É evidente que podemos utilizar um único testemunho como fundamento para julgar procedente representação eleitoral, que pode levar à cassação do diploma ou a outro sancionamento grave. Não estou sequer ingressando na seara da não credibilidade da testemunha, porque foi até muito clara no seu depoimento. Mas justamente por ser único, tal relato tem de ser claro e conclusivo. E este depoimento não é conclusivo. Vejamos:

Pela Defesa: Dr. Ivan pelo o que o senhor descreveu foi tudo tão rápido, que jeito era as propaganda, tamanho?

Testemunha: Não era grande, material de campanha para distribuição, pequeno porque veio na mão de uma pessoa que veio de dentro do comitê, um material pequeno, formoso, mas não era grande, era pequeno, mas o que era eu não sei.

Pela Defesa: O senhor não conseguiu identificar efetivamente se tinha fotografia de alguém, se era da campanha eleitoral?

Testemunha: Não, se era campanha eleitoral é claro que era.
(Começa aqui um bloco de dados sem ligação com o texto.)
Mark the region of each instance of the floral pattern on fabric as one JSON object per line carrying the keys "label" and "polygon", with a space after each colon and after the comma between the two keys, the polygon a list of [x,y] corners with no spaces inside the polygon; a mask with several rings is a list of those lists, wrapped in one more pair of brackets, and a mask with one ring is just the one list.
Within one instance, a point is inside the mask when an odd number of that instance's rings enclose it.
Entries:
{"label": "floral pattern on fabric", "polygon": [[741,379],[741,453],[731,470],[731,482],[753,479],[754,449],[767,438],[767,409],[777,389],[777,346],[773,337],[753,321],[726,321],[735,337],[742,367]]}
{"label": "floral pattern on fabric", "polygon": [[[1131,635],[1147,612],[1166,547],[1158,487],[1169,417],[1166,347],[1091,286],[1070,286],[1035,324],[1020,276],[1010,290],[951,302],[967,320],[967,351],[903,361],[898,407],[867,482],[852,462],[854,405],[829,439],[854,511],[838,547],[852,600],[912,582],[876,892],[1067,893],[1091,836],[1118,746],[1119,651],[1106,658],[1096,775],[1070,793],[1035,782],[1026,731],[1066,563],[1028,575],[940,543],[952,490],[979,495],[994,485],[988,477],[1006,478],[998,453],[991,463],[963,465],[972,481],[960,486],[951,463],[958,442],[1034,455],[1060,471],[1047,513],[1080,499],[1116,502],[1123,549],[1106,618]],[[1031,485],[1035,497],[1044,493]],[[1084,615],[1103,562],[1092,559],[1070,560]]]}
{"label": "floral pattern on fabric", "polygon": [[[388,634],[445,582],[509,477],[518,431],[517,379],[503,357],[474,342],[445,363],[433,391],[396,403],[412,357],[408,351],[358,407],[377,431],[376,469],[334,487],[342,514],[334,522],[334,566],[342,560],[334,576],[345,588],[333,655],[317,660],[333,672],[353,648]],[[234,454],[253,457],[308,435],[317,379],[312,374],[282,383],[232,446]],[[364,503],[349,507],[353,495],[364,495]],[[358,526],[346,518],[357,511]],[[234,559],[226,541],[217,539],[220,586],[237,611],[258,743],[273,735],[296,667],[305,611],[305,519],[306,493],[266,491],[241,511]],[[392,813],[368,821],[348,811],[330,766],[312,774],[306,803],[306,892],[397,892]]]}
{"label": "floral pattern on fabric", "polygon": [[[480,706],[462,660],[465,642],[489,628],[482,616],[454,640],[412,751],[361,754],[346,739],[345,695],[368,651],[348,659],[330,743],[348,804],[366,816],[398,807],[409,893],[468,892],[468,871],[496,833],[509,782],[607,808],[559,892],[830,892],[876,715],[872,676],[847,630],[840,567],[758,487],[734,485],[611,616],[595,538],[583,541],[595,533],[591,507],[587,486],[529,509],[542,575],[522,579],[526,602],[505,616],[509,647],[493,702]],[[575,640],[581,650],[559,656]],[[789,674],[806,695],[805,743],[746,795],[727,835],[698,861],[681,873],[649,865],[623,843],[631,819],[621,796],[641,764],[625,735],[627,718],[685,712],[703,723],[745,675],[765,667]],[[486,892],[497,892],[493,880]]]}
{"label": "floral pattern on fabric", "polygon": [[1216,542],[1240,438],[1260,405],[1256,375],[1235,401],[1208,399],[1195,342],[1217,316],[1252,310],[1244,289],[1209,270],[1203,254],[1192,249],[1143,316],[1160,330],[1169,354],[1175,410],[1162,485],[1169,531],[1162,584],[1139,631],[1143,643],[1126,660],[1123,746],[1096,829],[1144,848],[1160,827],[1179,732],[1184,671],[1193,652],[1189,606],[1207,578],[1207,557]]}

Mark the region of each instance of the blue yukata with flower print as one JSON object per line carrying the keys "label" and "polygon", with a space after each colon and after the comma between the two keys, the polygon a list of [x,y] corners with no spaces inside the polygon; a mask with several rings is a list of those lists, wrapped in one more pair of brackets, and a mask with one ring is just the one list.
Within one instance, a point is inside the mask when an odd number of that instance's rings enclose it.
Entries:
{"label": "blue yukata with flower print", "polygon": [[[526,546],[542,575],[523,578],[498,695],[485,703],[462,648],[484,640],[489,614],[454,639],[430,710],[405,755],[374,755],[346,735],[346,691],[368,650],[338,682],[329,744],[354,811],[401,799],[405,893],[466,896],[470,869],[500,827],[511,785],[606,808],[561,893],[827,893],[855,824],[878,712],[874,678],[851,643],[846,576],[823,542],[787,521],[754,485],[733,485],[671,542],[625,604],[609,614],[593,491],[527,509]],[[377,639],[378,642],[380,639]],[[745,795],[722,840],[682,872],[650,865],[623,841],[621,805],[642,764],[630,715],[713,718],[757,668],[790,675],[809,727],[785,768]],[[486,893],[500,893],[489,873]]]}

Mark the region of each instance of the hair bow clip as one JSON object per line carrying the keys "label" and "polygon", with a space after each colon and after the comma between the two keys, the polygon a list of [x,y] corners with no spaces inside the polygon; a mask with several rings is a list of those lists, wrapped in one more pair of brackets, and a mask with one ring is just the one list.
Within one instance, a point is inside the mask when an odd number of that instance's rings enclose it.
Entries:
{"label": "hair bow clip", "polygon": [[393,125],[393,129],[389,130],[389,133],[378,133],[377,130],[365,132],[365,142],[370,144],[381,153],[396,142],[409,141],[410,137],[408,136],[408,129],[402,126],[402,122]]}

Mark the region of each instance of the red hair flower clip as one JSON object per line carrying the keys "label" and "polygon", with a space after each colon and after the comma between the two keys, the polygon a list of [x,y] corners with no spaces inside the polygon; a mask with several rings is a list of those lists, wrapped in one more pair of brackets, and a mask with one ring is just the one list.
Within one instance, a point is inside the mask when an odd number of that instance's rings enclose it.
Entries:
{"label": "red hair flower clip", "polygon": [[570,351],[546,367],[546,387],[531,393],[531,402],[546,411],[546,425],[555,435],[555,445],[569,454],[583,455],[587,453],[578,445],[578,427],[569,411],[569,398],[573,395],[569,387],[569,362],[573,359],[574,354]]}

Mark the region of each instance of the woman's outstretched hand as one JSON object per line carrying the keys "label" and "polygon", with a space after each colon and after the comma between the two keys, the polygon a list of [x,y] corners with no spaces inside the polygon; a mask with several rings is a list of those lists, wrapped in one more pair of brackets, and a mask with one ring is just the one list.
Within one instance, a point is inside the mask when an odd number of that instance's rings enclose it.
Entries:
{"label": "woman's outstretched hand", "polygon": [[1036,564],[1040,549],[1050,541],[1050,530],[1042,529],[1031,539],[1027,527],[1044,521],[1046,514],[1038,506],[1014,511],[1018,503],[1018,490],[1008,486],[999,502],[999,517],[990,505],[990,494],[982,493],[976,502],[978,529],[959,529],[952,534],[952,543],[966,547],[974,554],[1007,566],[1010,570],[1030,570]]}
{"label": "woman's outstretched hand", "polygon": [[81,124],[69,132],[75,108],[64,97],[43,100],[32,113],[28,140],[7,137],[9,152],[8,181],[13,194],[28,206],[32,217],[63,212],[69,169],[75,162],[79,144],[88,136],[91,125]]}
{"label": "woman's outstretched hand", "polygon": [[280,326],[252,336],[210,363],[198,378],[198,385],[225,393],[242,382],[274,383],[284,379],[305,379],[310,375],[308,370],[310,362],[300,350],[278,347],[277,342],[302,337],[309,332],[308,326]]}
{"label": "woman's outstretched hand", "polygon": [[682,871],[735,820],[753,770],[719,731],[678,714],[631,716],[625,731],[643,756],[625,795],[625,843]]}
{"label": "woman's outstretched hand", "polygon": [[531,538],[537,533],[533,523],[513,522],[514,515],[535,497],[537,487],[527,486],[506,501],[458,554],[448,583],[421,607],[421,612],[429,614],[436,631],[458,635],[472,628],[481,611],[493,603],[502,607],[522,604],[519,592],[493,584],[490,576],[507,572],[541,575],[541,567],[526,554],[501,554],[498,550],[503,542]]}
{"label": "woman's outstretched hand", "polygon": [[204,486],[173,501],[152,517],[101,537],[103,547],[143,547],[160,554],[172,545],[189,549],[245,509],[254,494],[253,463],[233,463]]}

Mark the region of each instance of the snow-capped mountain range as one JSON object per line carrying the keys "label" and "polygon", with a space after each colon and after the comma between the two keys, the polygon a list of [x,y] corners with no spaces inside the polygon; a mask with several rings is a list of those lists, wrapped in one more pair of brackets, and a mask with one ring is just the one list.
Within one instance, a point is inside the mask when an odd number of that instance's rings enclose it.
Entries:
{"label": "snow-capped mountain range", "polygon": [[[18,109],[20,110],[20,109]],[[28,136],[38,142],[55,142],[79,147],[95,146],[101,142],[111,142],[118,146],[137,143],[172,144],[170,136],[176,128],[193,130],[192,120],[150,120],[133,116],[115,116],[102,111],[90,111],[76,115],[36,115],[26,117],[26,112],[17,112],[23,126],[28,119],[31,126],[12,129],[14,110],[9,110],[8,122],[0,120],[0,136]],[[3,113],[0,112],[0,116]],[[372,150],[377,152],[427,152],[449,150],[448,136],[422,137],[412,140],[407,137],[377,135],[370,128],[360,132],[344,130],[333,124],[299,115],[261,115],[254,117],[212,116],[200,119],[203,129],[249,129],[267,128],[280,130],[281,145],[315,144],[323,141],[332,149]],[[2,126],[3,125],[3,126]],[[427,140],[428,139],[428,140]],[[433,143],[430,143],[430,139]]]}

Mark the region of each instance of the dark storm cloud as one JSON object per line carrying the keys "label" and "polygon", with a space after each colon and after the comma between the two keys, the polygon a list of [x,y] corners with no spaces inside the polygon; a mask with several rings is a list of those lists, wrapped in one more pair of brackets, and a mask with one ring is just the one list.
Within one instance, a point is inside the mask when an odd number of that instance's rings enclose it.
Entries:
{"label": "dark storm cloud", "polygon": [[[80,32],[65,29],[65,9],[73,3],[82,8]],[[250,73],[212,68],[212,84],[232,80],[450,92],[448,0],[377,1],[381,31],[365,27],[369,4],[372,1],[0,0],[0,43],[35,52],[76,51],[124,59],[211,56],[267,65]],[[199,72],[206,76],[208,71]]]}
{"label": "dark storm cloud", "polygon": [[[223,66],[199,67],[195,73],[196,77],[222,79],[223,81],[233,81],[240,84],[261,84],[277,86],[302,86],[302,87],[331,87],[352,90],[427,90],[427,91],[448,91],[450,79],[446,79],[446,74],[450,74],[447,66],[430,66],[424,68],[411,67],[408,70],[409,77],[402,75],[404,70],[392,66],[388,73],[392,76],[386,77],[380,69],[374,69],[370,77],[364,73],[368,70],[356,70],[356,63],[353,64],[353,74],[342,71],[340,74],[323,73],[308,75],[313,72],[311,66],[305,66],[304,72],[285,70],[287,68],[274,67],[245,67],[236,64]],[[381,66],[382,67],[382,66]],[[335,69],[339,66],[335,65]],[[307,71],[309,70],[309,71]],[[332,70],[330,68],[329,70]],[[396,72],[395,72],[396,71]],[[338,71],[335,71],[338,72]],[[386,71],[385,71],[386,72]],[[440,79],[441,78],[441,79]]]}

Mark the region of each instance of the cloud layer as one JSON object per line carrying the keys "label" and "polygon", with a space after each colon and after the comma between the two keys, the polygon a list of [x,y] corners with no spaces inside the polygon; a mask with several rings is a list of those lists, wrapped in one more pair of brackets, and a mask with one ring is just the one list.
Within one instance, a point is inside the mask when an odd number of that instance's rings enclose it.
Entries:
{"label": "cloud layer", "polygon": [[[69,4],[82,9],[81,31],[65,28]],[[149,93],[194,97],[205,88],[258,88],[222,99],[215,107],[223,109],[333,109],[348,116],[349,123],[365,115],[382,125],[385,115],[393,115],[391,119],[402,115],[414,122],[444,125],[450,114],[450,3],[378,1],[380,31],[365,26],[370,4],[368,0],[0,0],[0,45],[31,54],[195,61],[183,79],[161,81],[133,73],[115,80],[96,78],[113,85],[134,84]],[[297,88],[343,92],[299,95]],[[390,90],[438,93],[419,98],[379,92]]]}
Entendo que este depoimento, que sequer identifica do que se tratava, não pode sustentar o juízo. Voto pelo provimento do recurso de Rita de Cassia.

 

Dr. Leonardo Tricot Saldanha:

Acompanho o voto divergente do Dr. Ingo.

 

Desa. Federal Maria de Fatima Freitas Labarrère:

Acompanho o eminente relator.

 

Dr. Luis Felipe Paim Fernandes:

Se o depoimento do juiz não é suficientemente seguro, o da candidata lhe empresta veracidade. O magistrado certamente não ia dizer, nem oficiar à Brigada Militar para que tomasse providências, mencionando a placa do veículo, se não tivesse o mínimo de certeza. O juiz eleitoral não está lá para sancionar a conduta de A, B ou C, manifestando-se, apenas, quando constata uma irregularidade ou ilícito eleitoral. E a explicação dada pela candidata só legitima a versão do juiz. Ora, nenhum remédio é trazido de dentro de um comitê eleitoral para um veículo oficial para ser levado a um determinado comitê ou outro local. Com a vênia do voto divergente, acompanho o eminente relator.